Ho preso l’esempio di una persona che, ripeto, non conosco, ma che dal blog si evince colta, preparata, non certo succube degli spot televisivi o del modello di vita velina-calciatore-Briatore; ne deduco (ma basta guardarsi attorno) che per l’italiano medio è anche peggio. Del resto, giusto per citare un sintomo tra molti, i finanziamenti al consumo di ogni genere, da quelli delle banche ai terrificanti Prestitò telepromozionati per giungere alle carte di credito con dilazione di pagamento incorporata, stanno vivendo un boom senza precedenti. Il paese tradizionalmente più risparmiatore d’Europa si è trasformato nel regno dell’indebitamento a rate.
Eppure, il ragionamento non si può fermare qui. Perchè la psicologia insegna che il consumo moderno è soprattutto una forma di gratificazione, e la gratificazione da shopping – come quella da cibo, da fumo, da alcool – diventa tanto più impellente quanto più vengono a mancare le forme di gratificazione più normali e tradizionali, prima tra tutti quella dei rapporti interpersonali in tutte le loro forme, associazione amicizia amore e sesso tra le altre, e poi quella della realizzazione pubblica, del riconoscimento tra pari, delle soddisfazioni professionali.

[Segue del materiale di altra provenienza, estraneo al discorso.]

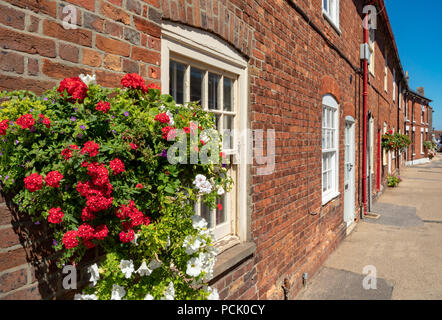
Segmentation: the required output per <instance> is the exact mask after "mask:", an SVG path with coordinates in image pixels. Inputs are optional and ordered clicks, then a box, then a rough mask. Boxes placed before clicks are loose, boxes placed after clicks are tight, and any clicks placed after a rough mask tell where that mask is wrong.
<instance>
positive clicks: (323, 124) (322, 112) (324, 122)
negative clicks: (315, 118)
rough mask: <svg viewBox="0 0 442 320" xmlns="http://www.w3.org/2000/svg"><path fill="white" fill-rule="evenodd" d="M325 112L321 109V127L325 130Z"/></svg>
mask: <svg viewBox="0 0 442 320" xmlns="http://www.w3.org/2000/svg"><path fill="white" fill-rule="evenodd" d="M326 123H327V122H326V112H325V108H324V107H323V108H322V127H323V128H325V127H326Z"/></svg>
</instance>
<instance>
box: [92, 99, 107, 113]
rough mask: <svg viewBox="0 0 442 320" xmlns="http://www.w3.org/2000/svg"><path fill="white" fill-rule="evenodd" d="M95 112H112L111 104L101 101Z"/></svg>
mask: <svg viewBox="0 0 442 320" xmlns="http://www.w3.org/2000/svg"><path fill="white" fill-rule="evenodd" d="M95 110H98V111H102V112H104V113H107V112H108V111H109V110H110V103H109V102H105V101H100V102H98V103H97V106H96V107H95Z"/></svg>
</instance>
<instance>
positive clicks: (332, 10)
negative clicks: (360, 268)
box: [322, 0, 341, 34]
mask: <svg viewBox="0 0 442 320" xmlns="http://www.w3.org/2000/svg"><path fill="white" fill-rule="evenodd" d="M324 4H325V5H324ZM339 12H340V10H339V0H322V13H323V15H324V17H325V18H326V19H327V20H328V22H330V24H331V25H332V26H333V27H334V28H335V29H336V31H338V33H339V34H340V33H341V29H340V28H339Z"/></svg>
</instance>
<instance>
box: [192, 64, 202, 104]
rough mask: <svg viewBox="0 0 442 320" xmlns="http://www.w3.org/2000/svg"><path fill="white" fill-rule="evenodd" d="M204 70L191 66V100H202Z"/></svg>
mask: <svg viewBox="0 0 442 320" xmlns="http://www.w3.org/2000/svg"><path fill="white" fill-rule="evenodd" d="M202 87H203V71H202V70H200V69H197V68H194V67H191V68H190V101H192V102H194V101H200V102H201V97H202V94H201V93H202Z"/></svg>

E allora, forse tutto questo debito e questo apparente edonismo individuale hanno una causa profonda, cioè la frustrazione tremenda che, in modo ancora sotterraneo ma ben percepibile, attraversa tutta la nostra società . Una frustrazione che è, purtroppo, strutturale; non solo per via dei meccanismi economici basati sulla creazione di desideri artificiali funzionali al consumo, o della parcellizzazione e dequalificazione dei posti di lavoro; ma anche per via del modo in cui, in una società basata troppo spesso sull’arroganza, sulla competizione spinta all’estremo, sulla libertà individuale senza limiti etici e sull’instabilità professionale e personale, i rapporti umani di qualsiasi genere si sono inceppati.